### Liberary

In [13]:
import numpy as np
import pandas as pd
import matplotlib.pyplot as plt
import glob
import os

### functions

In [14]:
#Input: result 4 csv directories with 'dew6' or 'sg16'  or 'yckr'  or 'venc'
#Output: a list of csv directory 
def find_resultCSV(dir):
    csv_files = glob.glob(dir +"/*.csv")
    result_files = [i.replace('\\', '/') for i in csv_files]
    result_files = [file for file in result_files if 'dew6'in file or 'sg16' in file or 'asre' in file or '7wjx' in file or 'ucr5' in file]

    return result_files

# Input: df consist of PA task information
# Output: return the correctness with trial name and percent correctness
def calculate_correctness(df):
    # Add 'result' column: 1 if 'Response' matches 'Absent_Present', 0 otherwise
    df['result'] = (df['Response'] == df['Absent_Present']).astype(int)

    # Group by 'Sequence_Names' and 'Switch_Names' and calculate percent correctness
    correctness = df.groupby(['Stim_Ind', 'Participant Private ID'])['result'].mean().reset_index()

    # Rename the 'result' column to 'Percent_Correctness'
    correctness.rename(columns={'result': 'Percent_Correctness'}, inplace=True)

    return correctness

#Input: a direcotry with the result csv file
#Output: a dataframe with different types of trials and number of correct response for every type
def count(dir, output_dir):
    result_files = find_resultCSV(dir)
    #print(result_files)

    # 1. Extract the 'Absent_Present' & 'Length' & 'Attend_Condition' & 'Response' from every csv file
    df = pd.concat([pd.read_csv(file, usecols=['Participant Private ID', 'Absent_Present', 'Attend_Condition', 'Response', 'Sequence_Names', 'Switch_Names', 'Stim_Ind']) for file in result_files])
    df = df.query('Response != "AUDIO PLAY REQUESTED"').dropna(subset=['Response'])
    df = df.query('Absent_Present != "absent"')
    #print(df)
    
    # 2. Splitting the DataFrame into two based on 'Attend_Condition'
    df1 = df[df['Attend_Condition'] == 'complex_tones']
    df2 = df[df['Attend_Condition'] != 'complex_tones']
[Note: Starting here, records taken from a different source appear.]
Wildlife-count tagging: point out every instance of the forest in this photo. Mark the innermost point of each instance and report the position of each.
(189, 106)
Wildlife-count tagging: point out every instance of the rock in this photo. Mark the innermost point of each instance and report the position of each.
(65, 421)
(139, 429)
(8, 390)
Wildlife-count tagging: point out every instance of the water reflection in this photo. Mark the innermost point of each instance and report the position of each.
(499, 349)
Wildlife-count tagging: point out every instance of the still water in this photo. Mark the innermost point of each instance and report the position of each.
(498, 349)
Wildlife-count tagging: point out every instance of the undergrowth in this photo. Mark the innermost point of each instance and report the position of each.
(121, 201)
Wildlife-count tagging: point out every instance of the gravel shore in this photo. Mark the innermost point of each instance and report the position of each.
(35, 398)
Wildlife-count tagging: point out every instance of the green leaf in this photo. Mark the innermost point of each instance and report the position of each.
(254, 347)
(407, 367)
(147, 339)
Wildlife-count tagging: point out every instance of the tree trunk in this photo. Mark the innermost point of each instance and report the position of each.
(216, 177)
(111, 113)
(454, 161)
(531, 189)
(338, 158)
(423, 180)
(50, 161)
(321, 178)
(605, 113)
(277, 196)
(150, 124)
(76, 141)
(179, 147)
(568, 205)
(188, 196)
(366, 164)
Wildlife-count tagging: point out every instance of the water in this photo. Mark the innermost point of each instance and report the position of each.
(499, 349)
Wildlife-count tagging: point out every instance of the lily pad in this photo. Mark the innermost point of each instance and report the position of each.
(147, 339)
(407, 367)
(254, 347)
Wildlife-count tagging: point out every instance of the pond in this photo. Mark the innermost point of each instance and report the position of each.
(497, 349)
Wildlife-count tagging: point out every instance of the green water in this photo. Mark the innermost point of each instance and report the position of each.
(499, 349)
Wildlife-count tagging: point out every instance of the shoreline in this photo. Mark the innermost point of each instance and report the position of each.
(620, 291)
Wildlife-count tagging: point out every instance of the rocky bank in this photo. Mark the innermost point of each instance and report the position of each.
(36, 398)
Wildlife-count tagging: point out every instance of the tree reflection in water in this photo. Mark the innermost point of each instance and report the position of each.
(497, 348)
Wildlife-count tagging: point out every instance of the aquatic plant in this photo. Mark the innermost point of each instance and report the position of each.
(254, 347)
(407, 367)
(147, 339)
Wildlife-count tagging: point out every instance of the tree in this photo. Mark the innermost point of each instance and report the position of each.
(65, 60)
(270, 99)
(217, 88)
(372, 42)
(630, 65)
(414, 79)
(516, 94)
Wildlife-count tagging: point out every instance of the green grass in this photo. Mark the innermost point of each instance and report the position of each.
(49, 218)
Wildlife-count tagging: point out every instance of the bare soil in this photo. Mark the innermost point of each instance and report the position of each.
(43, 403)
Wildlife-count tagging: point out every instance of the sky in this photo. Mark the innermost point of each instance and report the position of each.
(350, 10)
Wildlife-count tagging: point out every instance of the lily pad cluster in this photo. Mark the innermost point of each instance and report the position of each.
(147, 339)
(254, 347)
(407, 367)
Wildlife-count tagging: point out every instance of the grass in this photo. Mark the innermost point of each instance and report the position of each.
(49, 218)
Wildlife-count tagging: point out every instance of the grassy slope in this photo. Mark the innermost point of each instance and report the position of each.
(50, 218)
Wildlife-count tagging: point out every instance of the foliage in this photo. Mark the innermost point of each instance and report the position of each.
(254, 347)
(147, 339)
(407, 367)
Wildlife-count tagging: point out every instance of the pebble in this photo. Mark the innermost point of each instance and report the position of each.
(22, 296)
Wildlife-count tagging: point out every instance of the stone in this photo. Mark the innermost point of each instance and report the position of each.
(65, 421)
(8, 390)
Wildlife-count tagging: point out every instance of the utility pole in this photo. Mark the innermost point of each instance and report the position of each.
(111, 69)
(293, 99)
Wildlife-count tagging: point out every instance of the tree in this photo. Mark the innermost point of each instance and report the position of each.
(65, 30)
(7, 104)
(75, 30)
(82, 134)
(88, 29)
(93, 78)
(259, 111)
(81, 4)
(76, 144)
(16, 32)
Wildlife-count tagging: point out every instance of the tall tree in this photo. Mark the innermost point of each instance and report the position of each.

    # 3. Sorting each DataFrame
    df1 = df1.sort_values(by=['Sequence_Names', 'Switch_Names'])
    df2 = df2.sort_values(by=['Sequence_Names', 'Switch_Names'])

    # 4. Sequence_Name and Switch_Names combination find the percent correctness
    # add a new column result by add 1 or 0 by comparing the 'Response' vs 'Absent_Present column' if they are the same, use 1 as correct use 0 as incorrect
    # for every Sequence_Name and Switch_Names combination, find the percent correctness since different participant (each row)
    # Calculate correctness for each DataFrame
    correctness_df1 = calculate_correctness(df1)
    correctness_df2 = calculate_correctness(df2)

    # Export to CSV files
    correctness_df1.to_csv(os.path.join(output_dir,'PA_correctness_complexTone.csv'), index=False)
    correctness_df2.to_csv(os.path.join(output_dir,'PA_correctness_other.csv'), index=False)


### This code extract the sequence information and the performance (%correctness) each sequence

#### Experiment 2a Everyday sound snippets vs Complex tones

In [15]:
# input directory
dir_mac1 = "/Volumes/T7/CMU LiMN Research/Perceptual Organization/Result & Analysis/7.replicate-len4-Complextone-Everydaysounds/data/prolific-8-29/data_exp_141875-v2"
# dir_mac2 = "/Volumes/T7/CMU LiMN Research/Perceptual Organization/Result & Analysis/4.replicate-len6-Complextone-Everydaysounds/data/Joys-8-1"
# dir_mac3 = "/Volumes/T7/CMU LiMN Research/Perceptual Organization/Result & Analysis/4.replicate-len6-Complextone-Everydaysounds/data/Perceptual Organization Pilot - Audio - ES"
dir1 = [dir_mac1]

# define the directory where you want to save the plot
save_dir_mac1 = "/Volumes/T7/CMU LiMN Research/Perceptual Organization/Result & Analysis/10. serial position analysis/Everyday_CompexTone_result"
# check if directory exists, if not, create it
if not os.path.isdir(save_dir_mac1):
    os.makedirs(save_dir_mac1) 

for i in range(len(dir1)):
    # use same axis
    df = count(dir1[i], save_dir_mac1)

#### Experiment 2b Cat Meows vs Complex tones

In [16]:
# input directory
dir_mac2 = "/Volumes/T7/CMU LiMN Research/Perceptual Organization/Result & Analysis/6.replicate-len4-Complextone-Catsounds/data/prolific-8-31/data_exp_141161-v2"
# dir_mac2 = "/Volumes/T7/CMU LiMN Research/Perceptual Organization/Result & Analysis/4.replicate-len6-Complextone-Everydaysounds/data/Joys-8-1"
# dir_mac3 = "/Volumes/T7/CMU LiMN Research/Perceptual Organization/Result & Analysis/4.replicate-len6-Complextone-Everydaysounds/data/Perceptual Organization Pilot - Audio - ES"
dir2 = [dir_mac2]

# define the directory where you want to save the plot
save_dir_mac2 = "/Volumes/T7/CMU LiMN Research/Perceptual Organization/Result & Analysis/10. serial position analysis/Cat_CompexTone_result"
# check if directory exists, if not, create it
if not os.path.isdir(save_dir_mac2):
    os.makedirs(save_dir_mac2)

for i in range(len(dir2)):
    # use same axis
    df = count(dir2[i], save_dir_mac2)